Дедушка Шика (08.01.1888. - 26.12.1970.) воевал в Первую империалистическую, был ранен и контужен...

Из рассказов бабушки я помню, что у них был дом в Житомире. Позже мне пришло письмо на электронную почту от женщины, которая составляла свою родословную и нашла адрес моих родственников, проживающих до войны на Кафедральной улице.

До войны бабушка была "модисткой", работала швеёй на хозяина... И у нас дома стояла зингеровская швейная машинка, на которой бабушка шила, будучи почти слепой. Меня она обшивала полностью.

Сама бабушка была хрупкой и изящной с умными грустными глазами и сдержанной улыбкой выразительно-полноватых губ, длинными чёрными с проседью косами, тщательно убранными под белоснежный платок. Можно представить, какой красавицей бабушка была в молодости...

Чистота дома всегда была идеальной, вкусно пахло обедом и стряпнёй.
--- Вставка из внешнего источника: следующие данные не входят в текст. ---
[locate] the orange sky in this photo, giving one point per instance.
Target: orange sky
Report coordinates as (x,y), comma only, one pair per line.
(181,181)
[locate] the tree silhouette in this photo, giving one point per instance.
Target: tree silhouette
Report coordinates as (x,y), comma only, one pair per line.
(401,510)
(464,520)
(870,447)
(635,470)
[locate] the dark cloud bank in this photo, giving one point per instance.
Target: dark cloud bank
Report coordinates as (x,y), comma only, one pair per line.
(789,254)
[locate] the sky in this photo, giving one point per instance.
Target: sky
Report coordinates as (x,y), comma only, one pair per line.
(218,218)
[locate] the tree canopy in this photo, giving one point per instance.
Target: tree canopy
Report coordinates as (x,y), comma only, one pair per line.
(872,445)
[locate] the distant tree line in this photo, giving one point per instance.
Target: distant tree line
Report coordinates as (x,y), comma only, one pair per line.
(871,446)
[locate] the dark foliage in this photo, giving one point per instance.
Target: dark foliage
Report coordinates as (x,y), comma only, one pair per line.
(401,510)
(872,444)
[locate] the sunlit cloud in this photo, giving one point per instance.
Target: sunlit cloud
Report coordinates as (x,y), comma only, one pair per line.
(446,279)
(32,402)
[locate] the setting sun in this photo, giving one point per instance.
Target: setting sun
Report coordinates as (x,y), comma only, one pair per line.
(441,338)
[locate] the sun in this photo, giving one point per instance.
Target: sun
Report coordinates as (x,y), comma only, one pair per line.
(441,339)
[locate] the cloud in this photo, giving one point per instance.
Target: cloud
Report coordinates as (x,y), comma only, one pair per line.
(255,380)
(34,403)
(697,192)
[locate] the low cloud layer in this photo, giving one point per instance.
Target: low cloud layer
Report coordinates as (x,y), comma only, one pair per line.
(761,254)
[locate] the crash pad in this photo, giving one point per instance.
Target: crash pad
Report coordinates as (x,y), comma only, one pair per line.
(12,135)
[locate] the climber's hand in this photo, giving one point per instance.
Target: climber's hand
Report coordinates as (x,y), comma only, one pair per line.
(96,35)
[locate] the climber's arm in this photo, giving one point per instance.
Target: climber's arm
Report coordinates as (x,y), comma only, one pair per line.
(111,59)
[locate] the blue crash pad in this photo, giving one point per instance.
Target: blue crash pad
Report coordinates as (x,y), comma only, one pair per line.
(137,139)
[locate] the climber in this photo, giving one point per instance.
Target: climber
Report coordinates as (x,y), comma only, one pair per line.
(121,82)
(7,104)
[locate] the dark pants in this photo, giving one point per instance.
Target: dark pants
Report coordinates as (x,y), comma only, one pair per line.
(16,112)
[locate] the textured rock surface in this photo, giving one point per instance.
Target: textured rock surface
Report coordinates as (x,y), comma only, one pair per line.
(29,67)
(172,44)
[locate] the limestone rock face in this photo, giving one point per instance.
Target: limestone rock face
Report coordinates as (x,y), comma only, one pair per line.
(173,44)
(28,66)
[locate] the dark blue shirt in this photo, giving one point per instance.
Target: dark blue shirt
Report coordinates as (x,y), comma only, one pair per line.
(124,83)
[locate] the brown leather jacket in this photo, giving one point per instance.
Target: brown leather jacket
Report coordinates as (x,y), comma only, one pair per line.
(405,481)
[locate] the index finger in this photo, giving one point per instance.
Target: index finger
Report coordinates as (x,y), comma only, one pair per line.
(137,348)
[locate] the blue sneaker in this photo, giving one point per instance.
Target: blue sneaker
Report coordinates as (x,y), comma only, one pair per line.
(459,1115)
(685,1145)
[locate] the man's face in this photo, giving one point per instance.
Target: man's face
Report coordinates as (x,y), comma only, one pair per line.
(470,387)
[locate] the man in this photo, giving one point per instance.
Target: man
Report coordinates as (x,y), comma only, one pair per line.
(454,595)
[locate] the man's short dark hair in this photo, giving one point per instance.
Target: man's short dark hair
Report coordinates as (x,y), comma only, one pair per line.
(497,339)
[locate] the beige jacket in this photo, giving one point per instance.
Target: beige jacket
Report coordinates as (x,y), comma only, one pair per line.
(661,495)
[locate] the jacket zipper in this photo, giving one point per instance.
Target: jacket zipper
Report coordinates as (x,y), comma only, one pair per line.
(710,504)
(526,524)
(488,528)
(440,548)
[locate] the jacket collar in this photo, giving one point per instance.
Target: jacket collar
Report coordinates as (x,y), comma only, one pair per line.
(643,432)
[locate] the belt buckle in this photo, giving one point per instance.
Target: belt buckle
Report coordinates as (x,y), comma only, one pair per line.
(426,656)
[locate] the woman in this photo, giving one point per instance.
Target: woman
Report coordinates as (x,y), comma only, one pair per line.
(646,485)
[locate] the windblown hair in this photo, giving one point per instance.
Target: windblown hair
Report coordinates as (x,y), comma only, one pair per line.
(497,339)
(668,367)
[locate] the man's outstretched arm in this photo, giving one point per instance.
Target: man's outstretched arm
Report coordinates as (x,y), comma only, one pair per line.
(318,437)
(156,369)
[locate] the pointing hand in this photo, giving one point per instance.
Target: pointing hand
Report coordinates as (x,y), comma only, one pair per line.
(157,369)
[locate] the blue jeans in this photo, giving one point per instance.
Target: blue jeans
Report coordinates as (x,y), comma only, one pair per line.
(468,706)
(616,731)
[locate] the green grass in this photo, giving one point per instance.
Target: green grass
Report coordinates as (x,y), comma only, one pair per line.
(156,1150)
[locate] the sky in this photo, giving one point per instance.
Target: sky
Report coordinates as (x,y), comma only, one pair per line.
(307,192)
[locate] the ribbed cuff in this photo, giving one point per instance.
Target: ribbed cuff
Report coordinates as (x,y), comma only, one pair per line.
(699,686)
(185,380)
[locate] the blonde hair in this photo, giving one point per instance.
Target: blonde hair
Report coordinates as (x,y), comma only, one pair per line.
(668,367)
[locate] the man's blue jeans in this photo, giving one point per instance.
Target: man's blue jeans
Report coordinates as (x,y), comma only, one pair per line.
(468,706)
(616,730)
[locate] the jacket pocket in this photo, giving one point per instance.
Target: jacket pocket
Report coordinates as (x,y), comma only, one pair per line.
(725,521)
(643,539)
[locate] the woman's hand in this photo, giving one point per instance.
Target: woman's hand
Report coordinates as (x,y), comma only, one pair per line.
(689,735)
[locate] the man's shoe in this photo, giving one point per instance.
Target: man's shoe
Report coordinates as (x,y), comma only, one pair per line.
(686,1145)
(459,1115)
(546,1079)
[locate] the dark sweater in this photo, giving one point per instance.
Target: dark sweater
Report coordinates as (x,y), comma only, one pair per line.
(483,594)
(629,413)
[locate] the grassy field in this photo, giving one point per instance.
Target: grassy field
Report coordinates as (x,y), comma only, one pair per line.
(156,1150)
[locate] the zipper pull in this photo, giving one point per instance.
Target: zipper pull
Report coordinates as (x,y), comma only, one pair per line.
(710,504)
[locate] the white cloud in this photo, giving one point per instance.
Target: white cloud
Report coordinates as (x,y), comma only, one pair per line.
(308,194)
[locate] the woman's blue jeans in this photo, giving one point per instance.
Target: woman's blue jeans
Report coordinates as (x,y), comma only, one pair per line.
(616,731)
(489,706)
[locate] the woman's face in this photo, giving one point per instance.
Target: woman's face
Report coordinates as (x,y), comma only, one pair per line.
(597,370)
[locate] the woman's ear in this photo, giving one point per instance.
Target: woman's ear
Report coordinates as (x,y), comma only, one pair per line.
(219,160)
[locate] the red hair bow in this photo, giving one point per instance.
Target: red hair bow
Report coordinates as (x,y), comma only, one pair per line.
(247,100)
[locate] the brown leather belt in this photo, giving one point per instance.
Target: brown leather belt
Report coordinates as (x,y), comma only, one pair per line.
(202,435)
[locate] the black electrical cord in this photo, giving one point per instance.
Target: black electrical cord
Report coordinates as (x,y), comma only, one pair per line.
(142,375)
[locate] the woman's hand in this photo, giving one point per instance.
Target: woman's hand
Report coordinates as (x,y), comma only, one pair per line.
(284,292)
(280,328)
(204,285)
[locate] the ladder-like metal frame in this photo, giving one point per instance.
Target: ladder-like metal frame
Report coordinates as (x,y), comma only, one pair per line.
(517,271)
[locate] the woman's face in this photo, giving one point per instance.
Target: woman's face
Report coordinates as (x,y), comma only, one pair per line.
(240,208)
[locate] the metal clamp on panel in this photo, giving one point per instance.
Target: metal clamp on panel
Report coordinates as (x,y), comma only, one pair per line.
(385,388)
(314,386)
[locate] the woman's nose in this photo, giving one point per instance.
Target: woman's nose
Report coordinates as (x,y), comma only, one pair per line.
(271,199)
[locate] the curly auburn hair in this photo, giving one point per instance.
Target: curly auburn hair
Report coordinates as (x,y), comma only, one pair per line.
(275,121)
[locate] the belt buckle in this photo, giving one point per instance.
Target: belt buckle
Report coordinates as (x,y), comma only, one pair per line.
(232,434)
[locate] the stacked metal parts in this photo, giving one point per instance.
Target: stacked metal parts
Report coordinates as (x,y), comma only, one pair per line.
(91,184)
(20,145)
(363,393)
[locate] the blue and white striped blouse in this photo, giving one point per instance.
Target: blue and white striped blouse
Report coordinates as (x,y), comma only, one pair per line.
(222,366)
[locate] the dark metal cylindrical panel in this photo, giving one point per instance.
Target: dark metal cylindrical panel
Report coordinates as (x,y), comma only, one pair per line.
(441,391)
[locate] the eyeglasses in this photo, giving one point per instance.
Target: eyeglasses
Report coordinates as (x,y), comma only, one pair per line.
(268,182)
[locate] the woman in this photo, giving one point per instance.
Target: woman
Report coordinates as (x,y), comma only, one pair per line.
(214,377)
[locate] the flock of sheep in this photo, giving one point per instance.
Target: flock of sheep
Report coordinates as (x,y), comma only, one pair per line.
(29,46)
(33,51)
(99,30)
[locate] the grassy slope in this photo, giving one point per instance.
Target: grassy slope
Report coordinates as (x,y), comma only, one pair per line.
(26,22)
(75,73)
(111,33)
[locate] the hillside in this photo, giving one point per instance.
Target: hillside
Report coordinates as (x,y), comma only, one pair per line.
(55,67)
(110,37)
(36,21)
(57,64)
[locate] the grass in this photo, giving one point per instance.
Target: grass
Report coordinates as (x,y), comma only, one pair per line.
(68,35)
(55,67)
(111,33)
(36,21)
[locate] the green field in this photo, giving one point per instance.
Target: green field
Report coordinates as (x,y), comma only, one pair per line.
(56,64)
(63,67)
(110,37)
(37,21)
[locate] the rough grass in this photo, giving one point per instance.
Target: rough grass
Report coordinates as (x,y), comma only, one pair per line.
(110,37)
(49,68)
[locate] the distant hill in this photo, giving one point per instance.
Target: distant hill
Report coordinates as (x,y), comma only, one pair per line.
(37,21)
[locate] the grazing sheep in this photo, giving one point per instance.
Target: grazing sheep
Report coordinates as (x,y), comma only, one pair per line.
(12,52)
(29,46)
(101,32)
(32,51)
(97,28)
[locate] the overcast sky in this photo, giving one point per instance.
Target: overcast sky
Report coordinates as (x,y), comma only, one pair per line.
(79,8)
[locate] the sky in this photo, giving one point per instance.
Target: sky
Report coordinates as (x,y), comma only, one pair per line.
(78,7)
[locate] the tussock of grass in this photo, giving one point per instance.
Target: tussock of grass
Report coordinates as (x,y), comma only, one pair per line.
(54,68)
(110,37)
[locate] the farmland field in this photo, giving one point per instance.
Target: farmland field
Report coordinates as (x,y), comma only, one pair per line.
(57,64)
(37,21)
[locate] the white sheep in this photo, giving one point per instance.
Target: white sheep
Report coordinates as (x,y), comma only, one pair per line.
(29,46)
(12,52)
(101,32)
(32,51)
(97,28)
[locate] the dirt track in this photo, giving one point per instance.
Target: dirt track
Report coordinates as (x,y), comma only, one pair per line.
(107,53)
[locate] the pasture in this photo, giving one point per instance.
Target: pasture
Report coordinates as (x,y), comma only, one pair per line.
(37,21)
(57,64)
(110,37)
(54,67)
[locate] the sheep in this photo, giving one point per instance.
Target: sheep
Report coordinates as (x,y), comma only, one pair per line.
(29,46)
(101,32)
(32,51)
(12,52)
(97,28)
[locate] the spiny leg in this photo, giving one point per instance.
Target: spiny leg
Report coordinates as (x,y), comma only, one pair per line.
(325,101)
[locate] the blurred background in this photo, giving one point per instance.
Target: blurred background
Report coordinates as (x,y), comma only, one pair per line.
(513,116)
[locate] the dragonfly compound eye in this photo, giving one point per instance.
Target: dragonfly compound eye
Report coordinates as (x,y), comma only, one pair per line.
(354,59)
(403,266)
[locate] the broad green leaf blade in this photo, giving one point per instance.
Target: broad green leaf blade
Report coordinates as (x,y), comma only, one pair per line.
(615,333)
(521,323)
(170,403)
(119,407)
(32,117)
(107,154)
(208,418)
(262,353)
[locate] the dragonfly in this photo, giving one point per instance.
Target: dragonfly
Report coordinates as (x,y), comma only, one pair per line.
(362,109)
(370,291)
А бабушка была всегда в белоснежном платочке и фартучке, несмотря на то, что жили мы в очень скромных условиях коммунальной квартиры в крошечной девятиметровке впятером: мои родители, бабушка с дедушкой и я, а в соседней восемнадцатиметровой комнате жила семья Лебедевых из шести человек: родители тётя Зина и дядя Коля с четырьмя детьми, которые были старше меня и уже в школу ходили: девочки Валентина и Раиса, мальчик Вячеслав и девочка Евгения.

Я была ближе всего к младшей Евгении. Женя была на пару-тройку лет старше меня. Мама моя работала в выходные, и мы с папой всегда проводили выходные дни вместе и часто брали с собой Женю. Она стала моей первой подружкой: умной и весёлой.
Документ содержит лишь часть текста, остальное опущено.